Others simply cannot deliver what is essential to my soul. The reason there is
external war is because there is internal war. Disgruntled and unhappy people
war with others because of the misery that is in their own souls.
When I was a kid, from time to time you would hear somebody say, "Well,
don’t take it out on me!" because even kids are smarter than we often
think. Every one knew that when you didn’t get your own way you had a tendency
to strike out at someone. "Kicking the dog" is the name of the
behavior. We knew that bullies essentially were very unhappy people.

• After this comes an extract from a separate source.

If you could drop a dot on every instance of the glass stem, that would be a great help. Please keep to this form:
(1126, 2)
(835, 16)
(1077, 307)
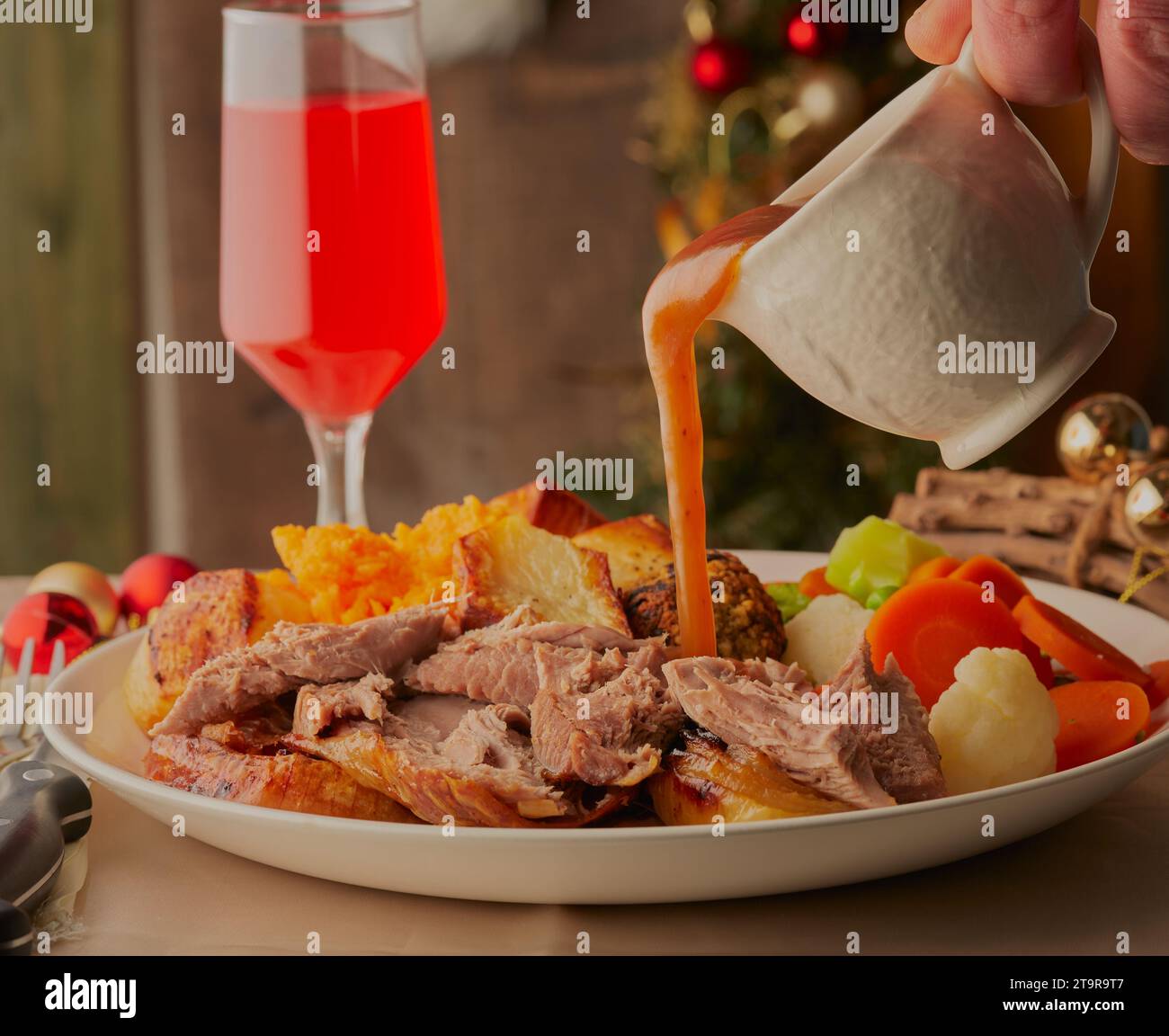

When there are fightings and wars within the soul, the result will be fightings
and wars with other people--either that or a form of suicide, depending upon
the person. Some people, frustrated in their own lives, react against other
people and pick fights with those around them. Others, of a different
temperament, will turn against themselves and drink themselves to death, use
drugs, eat too much, or fall into other forms of self-destructive behavior. In
extreme forms the aggression results in murder in the former case, and suicide
in the latter case.
In either case, the solution is found in the gracious words to Cain, when his
sacrifice was not accepted of God: "If thou doest well, shalt thou not be
accepted? and if thou doest not well, sin lieth at the door. And unto thee
shall be his desire, and thou shalt rule over him."
The solution to unsatisfied desires is neither murder nor suicide. Our business
is always with God, not with men. "When a man’s ways please the LORD, he
maketh even his enemies to be at peace with him." (Pr 16:7)
Pr 22:24 Make no friendship with an angry man; and with a furious man thou
shalt not go:
Pr 29:22 An angry man stirreth up strife, and a furious man aboundeth
in transgression.
Let them kick their own dog. It is best to leave them alone.